From my anecdotal experience, I think there's a learning curve for a biologist to adopt cloud resources for sure. Even if it's easy to use once you're in the cloud—and that's debatable, but let's assume it is—you still need to get your data in and out because the data is generally not produced in the cloud, right? It's generally data that's coming off of, for example, an instrument like in the case of images and sequence data, or from electronic medical records. And then of course, if you're doing your analysis and storage in the cloud, eventually it's got to come out of the cloud or at least move within cloud storage systems. Either to get published into data repositories, public repositories, data portals, published in journals, or sent to collaborators, what have you. So it's not a place where your data is going to stay. You need to get it in and out.
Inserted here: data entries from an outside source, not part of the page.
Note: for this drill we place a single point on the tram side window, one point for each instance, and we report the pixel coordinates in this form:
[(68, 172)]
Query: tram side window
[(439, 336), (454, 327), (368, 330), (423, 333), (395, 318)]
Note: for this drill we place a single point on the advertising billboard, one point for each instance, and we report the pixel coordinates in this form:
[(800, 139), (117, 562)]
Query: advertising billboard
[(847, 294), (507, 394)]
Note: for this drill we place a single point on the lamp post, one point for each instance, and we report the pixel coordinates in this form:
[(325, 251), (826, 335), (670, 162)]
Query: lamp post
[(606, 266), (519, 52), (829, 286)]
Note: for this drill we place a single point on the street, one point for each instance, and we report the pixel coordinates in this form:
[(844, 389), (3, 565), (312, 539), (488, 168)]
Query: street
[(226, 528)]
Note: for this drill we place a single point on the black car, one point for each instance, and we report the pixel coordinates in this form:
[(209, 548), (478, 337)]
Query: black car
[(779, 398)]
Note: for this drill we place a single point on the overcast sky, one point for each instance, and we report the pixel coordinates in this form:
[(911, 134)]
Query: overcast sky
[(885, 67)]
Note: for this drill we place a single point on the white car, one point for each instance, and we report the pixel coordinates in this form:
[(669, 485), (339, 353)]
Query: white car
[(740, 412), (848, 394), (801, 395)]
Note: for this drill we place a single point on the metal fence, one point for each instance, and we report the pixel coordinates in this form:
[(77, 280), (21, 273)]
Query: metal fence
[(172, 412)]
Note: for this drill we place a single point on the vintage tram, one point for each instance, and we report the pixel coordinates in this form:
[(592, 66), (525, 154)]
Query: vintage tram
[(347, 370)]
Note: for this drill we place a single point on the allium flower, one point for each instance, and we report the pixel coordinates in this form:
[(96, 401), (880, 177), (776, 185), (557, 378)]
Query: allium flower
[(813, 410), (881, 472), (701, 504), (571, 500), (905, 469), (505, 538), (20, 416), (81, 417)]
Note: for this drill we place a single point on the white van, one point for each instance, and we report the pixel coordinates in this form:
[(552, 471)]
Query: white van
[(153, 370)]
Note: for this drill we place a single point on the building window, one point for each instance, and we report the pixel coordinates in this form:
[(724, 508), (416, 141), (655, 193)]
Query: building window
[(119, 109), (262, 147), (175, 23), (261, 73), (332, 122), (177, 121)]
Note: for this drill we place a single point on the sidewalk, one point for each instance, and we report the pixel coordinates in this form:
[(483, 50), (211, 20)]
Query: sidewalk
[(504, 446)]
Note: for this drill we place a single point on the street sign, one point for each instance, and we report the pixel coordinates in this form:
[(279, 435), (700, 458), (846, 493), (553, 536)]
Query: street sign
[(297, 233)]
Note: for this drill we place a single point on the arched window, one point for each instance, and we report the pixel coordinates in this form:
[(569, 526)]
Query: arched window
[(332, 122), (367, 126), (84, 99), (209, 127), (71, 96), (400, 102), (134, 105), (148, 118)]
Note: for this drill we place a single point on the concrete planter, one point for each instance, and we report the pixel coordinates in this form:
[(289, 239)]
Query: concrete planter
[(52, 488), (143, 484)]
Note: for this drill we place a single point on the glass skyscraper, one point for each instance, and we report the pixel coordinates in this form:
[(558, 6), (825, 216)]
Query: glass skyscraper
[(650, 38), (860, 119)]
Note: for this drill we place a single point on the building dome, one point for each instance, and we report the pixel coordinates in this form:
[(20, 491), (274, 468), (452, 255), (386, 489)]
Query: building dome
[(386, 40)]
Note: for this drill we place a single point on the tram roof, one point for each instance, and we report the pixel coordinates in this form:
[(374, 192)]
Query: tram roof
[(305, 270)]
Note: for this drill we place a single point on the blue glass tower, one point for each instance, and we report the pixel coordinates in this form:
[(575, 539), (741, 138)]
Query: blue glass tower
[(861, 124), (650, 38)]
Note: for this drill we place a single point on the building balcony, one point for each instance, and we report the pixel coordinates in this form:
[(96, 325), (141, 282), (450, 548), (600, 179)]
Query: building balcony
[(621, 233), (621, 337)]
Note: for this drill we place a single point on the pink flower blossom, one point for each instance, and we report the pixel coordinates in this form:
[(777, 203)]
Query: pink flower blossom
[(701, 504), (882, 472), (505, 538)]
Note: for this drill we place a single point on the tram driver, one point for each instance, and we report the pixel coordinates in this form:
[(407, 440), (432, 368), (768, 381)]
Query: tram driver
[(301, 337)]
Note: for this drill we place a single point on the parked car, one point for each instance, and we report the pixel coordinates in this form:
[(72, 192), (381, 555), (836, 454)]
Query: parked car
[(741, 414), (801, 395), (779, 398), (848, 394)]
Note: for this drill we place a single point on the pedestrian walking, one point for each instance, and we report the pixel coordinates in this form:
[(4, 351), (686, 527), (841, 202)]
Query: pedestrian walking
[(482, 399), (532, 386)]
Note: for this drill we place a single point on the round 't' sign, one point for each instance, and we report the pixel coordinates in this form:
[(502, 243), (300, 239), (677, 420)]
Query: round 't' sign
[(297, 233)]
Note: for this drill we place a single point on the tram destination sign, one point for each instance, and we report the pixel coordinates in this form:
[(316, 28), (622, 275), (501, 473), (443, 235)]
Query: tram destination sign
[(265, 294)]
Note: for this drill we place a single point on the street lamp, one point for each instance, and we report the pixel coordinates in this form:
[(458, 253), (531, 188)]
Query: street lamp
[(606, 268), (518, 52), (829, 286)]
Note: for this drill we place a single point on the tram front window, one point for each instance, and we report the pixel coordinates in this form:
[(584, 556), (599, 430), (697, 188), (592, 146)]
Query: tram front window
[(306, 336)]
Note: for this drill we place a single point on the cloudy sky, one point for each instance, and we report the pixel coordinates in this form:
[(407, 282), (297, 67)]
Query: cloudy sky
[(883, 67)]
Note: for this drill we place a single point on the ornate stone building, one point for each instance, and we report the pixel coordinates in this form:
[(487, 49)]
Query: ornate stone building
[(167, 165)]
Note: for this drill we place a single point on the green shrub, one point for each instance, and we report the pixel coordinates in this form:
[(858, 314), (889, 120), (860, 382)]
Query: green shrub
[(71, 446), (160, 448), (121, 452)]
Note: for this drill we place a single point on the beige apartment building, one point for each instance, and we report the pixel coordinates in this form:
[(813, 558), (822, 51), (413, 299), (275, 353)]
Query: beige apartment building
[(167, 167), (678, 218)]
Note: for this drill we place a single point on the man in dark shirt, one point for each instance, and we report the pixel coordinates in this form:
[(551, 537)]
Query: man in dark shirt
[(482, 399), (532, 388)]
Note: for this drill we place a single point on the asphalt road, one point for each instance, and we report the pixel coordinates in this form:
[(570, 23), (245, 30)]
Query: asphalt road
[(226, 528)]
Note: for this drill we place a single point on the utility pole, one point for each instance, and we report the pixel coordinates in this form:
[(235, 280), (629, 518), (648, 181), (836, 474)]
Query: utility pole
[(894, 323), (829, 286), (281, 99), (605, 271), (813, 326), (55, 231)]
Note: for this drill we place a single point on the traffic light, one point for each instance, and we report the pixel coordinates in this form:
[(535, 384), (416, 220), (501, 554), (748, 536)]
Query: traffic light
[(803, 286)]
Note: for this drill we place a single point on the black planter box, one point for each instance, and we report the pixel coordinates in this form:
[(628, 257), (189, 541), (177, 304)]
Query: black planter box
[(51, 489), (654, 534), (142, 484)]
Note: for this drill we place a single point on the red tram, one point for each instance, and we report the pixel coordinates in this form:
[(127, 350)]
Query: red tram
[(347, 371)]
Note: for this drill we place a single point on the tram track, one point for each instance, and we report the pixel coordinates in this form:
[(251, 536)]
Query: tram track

And don’t forget the cloud usually means a researcher needs to create new identities and learn new ways of managing permissions and security requirements. And an average researcher is already juggling 10 different accounts, right? They have their account for the hospital they’re affiliated with, at the university they work at, they've got their Google accounts, they've got the temporary account on collaborator’s storage, and now they've got their Amazon accounts. That's just one more mundane thing for them to manage. With Globus you don't need to worry about those sorts of things. So I would say I'm all for the cloud and I think it's a great resource, but Globus tries to make using the cloud easier and coming closer to that promise of point and click for the cloud.

You mentioned that actually Globus started off serving primarily the physical sciences. Have you made any observations or learnings from the physical sciences that we need to be adopting or translating or transferring over to life sciences?

That's a good question. I’ve noticed a lot more automation in the physical sciences in terms of moving the data, archiving the data, processing the data, distributing the data. A lot of projects use Globus just for that very reason, because you can use the API or command line interface to integrate Globus into your workflow. I don't see quite that kind of adoption in biology as often. And so I think that's a place where we can really help biologists to apply Globus in order to automate some of those more mundane tasks. For instance, at sequencing facilities, automate archiving data after a certain time frame or archiving it after you've detected that a customer has moved it off of or copied it out of the sequencing facility onto their own resources. Or automate the creation of different folders with the specific permissions that users need.

In some ways it's a little harder to automate in biology because there really aren't the universally accepted processing pipelines that exist for some of the physical sciences. The tools aren't as standardized. There are general best practices and some tools have greater adoption than others, but everyone tweaks their pipelines slightly or uses similar but slightly different tools or comes up with new tools. I think that's both the nature of biological data and where biomedical research is today. You have to account for a lot of exceptions and variations in experimental design and in the samples and in the different sample preparation technologies. And the technologies that generate data, such as sequencing and imaging technologies, change rapidly in biology. That’s one of the reasons biologists need flexible tools that that can be applied to a wide variety of data management challenges.